Pendant plus d'un demi-siècle Fernand Mourlot a lié son nom au renouveau de la lithographie qui a vu venir à elle, chez lui, les plus grands maîtres de notre temps. Sous la direction de Fernand Mourlot, Picasso, Matisse, Chagall, Miró, Braque, Dubuffet, Léger, Giacometti...ont enrichi leurs expressions propre et l'art contemporain d'un domaine de recherches nouveau. Avec Mourlot, et grâce à lui, la lithographie a acquis à la fois une personnalité et un avenir...

Avant la guerre de 1914, Mourlot travaillait déjà dans une imprimerie; son père, qui la dirigeait, rue Saint-Maur, l'un des quartiers les plus populaires de l'Est parisien, avait neuf enfants; Fernand fut envoyé aux machines très jeune et apprit la litho sur le tas, comme ses frères. En juin 1914, le père Mourlot passant rue de chabrol vit un écriteau "Imprimerie à vendre", il liquida ses actions de fonds russes et l'acheta. L'imprimerie Bataille produisait en dehors des pièces commerciales, des affiches de théâtre et de cabaret; Jules Mourlot avait alors deux ateliers à Paris et un autre à Créteil, installé depuis deux ans. Mais ses deux fils aînés partent pour la guerre; trois ans après leur retour, en 1921, il meurt et l'imprimerie prend le nom de Mourlot Frères; l'aîné, Georges, s'occupera de la partie commerciale, le cadet, Fernand prend le secteur artistique, un troisième frère, Maurice, peintre animalier et de natures mortes, viendra se joindre à eux plus tard.

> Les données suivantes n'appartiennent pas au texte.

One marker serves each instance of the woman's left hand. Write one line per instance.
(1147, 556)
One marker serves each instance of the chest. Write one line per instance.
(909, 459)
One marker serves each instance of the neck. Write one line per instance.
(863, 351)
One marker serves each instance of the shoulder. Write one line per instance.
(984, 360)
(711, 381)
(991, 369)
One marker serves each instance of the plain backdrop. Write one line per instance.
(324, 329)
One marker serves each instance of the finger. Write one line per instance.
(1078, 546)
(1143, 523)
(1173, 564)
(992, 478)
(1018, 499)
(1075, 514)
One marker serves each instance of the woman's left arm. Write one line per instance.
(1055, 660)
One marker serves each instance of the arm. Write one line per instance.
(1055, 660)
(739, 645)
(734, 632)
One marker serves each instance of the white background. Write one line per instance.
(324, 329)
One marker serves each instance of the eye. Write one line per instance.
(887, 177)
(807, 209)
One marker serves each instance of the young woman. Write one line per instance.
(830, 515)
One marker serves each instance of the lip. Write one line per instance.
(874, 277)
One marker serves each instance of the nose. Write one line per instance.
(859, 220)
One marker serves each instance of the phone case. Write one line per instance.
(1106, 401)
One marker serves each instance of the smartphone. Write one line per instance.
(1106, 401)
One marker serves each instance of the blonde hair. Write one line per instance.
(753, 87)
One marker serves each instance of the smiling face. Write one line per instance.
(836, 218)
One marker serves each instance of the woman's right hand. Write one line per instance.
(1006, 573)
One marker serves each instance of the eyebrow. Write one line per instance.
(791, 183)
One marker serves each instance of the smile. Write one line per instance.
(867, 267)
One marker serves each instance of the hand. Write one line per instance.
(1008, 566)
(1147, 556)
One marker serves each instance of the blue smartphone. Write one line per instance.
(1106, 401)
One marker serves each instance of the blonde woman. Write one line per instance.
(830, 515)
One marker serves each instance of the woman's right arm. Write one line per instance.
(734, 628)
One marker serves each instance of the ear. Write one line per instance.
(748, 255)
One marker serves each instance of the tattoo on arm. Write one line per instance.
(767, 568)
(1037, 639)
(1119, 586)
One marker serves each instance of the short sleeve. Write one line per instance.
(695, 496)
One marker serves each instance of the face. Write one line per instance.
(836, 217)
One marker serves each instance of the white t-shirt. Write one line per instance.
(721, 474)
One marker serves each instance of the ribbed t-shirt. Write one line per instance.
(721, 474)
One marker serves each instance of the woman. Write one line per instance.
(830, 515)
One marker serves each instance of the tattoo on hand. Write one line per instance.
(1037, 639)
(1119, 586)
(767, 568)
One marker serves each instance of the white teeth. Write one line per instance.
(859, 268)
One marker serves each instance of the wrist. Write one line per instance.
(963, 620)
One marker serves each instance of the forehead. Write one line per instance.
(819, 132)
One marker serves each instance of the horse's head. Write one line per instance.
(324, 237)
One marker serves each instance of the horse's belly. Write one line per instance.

Le domaine de Fernand Mourlot comportera l'affiche - son coup de maître est, en 1930, celle de l'exposition Delacroix où, pour la première fois, une affiche d'exposition est traitée comme une oeuvre d'art - et la litho. La litho de peintres bien entendu, alors limitée à l'illustration; les premiers artistes à venir rue de Chabrol sont Vlaminck et Utrillo; ils seront de longtemps les seuls car cet art, qui avait connu une extraordinaire fortune durant tout le XIXe siècle jusqu'aux Nabis, était depuis quelques années peu pratiqué.

L'invention d'Aloys Senefelder, à la fin du XVIIIe siècle, avait rapidement acquise des lettres de noblesse, mais les artistes qui donnèrent son rayonnement à la litho en couleurs furent après Cheret, Lautrec, Bonnard, Vuillard; c'est avec ses peintres que le langage synthétique moderne et ses couleurs franches s'imposèrent. Le coup de génie de Fernand Mourlot fut d'appeler, par le biais de l'affiche, les artistes à travailler directement sur la pierre; entre-temps il effectuait des expériences sur les encres et les couleurs lithographiques, les dosages de vernis et d'essence, la résistance des tons à la lumière. Avec les affiches réalisées d'après deux toiles de Matisse et de Bonnard pour l'exposition des Maîtres de l'Art indépendant, au Petit Palais en 1937, les ateliers Mourlot acquièrent leur pleine maîtrise.

En 1937 également, commence une fructueuse collaboration avec l'éditeur Tériade, fondateur de la célèbre revue Verve; Matisse, Braque, Bonnard, Rouault, Miró exécutent chez Mourlot, pour les six numéros antérieurs à la guerre, d'admirables lithos. "La lithographie est peut-être de tous les moyens graphiques d'accompagner un texte celui que la poésie appelle de préférence" apprécie Paul Valéry. quelques-uns des plus beaux livres de peintres modernes sont nés rue de Chabrol; mais la litho restera jusqu'à la guerre de 1939 un art pour initiés, c'est après la Libération qu'elle prendra son essor.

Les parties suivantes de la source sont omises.